8.     and if Waldorf schools and Waldorf teachers are doing their best to implement an education according to these principles;
then the critics are not so much wrong—although I believe they’re frequently and fundamentally wrong about many things—as they are looking through the wrong end of the binoculars, or looking at a funhouse mirror. They perceive—and then represent—a diminished and distorted view of Waldorf education and anthroposophy.
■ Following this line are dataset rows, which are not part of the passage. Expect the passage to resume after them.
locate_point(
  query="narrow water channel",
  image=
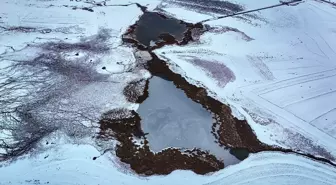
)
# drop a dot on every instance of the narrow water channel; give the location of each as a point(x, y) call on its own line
point(171, 119)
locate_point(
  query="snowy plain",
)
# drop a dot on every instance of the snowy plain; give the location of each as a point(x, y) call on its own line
point(283, 60)
point(283, 64)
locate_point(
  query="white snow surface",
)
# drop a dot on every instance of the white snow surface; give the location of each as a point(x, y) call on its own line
point(283, 86)
point(72, 164)
point(284, 67)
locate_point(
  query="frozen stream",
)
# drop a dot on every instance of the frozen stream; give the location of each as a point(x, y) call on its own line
point(174, 120)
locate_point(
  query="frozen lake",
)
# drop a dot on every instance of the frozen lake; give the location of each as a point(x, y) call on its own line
point(174, 120)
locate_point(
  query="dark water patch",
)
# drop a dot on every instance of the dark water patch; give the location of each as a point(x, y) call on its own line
point(208, 6)
point(124, 126)
point(154, 30)
point(171, 119)
point(240, 153)
point(152, 25)
point(231, 131)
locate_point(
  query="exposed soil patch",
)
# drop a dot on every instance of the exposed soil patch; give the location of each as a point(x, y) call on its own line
point(124, 126)
point(137, 91)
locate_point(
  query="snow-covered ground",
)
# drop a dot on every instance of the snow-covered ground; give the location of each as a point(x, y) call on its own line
point(72, 165)
point(62, 66)
point(283, 61)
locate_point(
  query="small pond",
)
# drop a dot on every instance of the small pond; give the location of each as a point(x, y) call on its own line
point(151, 26)
point(171, 119)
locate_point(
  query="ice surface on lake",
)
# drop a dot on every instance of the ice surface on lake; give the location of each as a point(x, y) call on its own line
point(174, 120)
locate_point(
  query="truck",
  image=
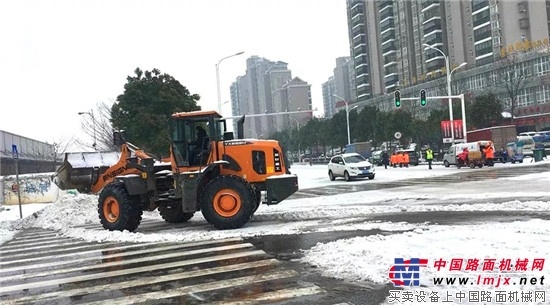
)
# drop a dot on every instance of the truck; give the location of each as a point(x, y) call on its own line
point(362, 148)
point(474, 155)
point(226, 180)
point(499, 135)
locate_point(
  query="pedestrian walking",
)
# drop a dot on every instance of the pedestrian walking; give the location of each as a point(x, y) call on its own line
point(429, 157)
point(385, 159)
point(401, 159)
Q. So their criticisms are groundless?
A. No, of course not. Each contains some truth, or it wouldn’t be worth typing about. Let me be clear.
1.     Some Waldorf teachers and anthroposophists turn anthroposophy into a sect and act in a cult-like manner. But they’re a minority and they’re wrong to do so.
2.     There is bad science teaching and bad history teaching in some Waldorf schools and by some Waldorf teachers. The critics are fond of referencing the work of those, like Roy Wilkinson, who are pretty extreme and whom I steer my education students away from. They seem to ignore the deep and thoughtful teachers and writers about anthroposophy and Waldorf education—Henri Bortoft, Owen Barfield, Craig Holdrege, Stephen Edelglass, Douglas Sloan, Fred Amrine, Arthur Zajonc, Gertrude Reif Hughes; the list goes on and on, and anyone sincerely interested can add to it easily.
3.     Sometimes, curricula in Waldorf schools are based too much on a literal reading of a translation of general remarks made in Europe in the early 20th century. No doubt. But Waldorf schools have come a long way, especially in the United States, in updating curricula and methods.
4.     Sometimes Waldorf teachers make bad decisions and sometimes these are based on a misunderstanding of Steiner or of anthroposophy and sometimes these are supported by an insecure or ideological school culture, but, again, in my experience, these are rare and, for most students and parents most of the time, are greatly outweighed by the humanizing, creative, warm, supportive, good education in a Waldorf school.
5.     Some anthroposophists, including those in Waldorf schools, have used a selective reading of Steiner or other anthroposophists as the basis for a racist view of the world. I believe there are fewer of these each generation, and, in my experience, examples of anthroposophically-based or Waldorf-institutionalized racism are rare (see “Accusations of Racism,” which I stand by despite the objections of some critics. Were I to write this again, I would probably change the title to “allegations” instead of “accusations,” a more neutral word, but so be it).
6.     Waldorf schools could be more open to parents and visitors—although I believe they’re generally more open than critics give them credit for being, and each school is different, anyway.
7.     In the age of the Internet, I simply don’t believe schools could get away with “hiding” Steiner or anthroposophy from prospective parents, even if they wanted to. And, in my experience, they don’t.

Q. Say, didn’t you go to a Waldorf high school after 8 years of public school, and haven’t you spent much of your career teaching in Waldorf schools? Doesn’t that make you biased?
A. Yes. Or else I know what I’m talking about. Or both.

Q. I’ve read all this. What now?
A. If you’re looking for a school, visit, spend time there (as you would at any school, right?), and meet your child’s future teachers. Research shows that it’s better to have a good teacher in a bad school than a bad teacher in a good school. So much comes down to teaching. Talk to parents and students. Gather information and make the decision based on your own experience and your own thinking. Don’t let critics dissuade you, and don’t let Waldorfers convince you.
If you’re just surfing the Web, looking for truth, good luck to you.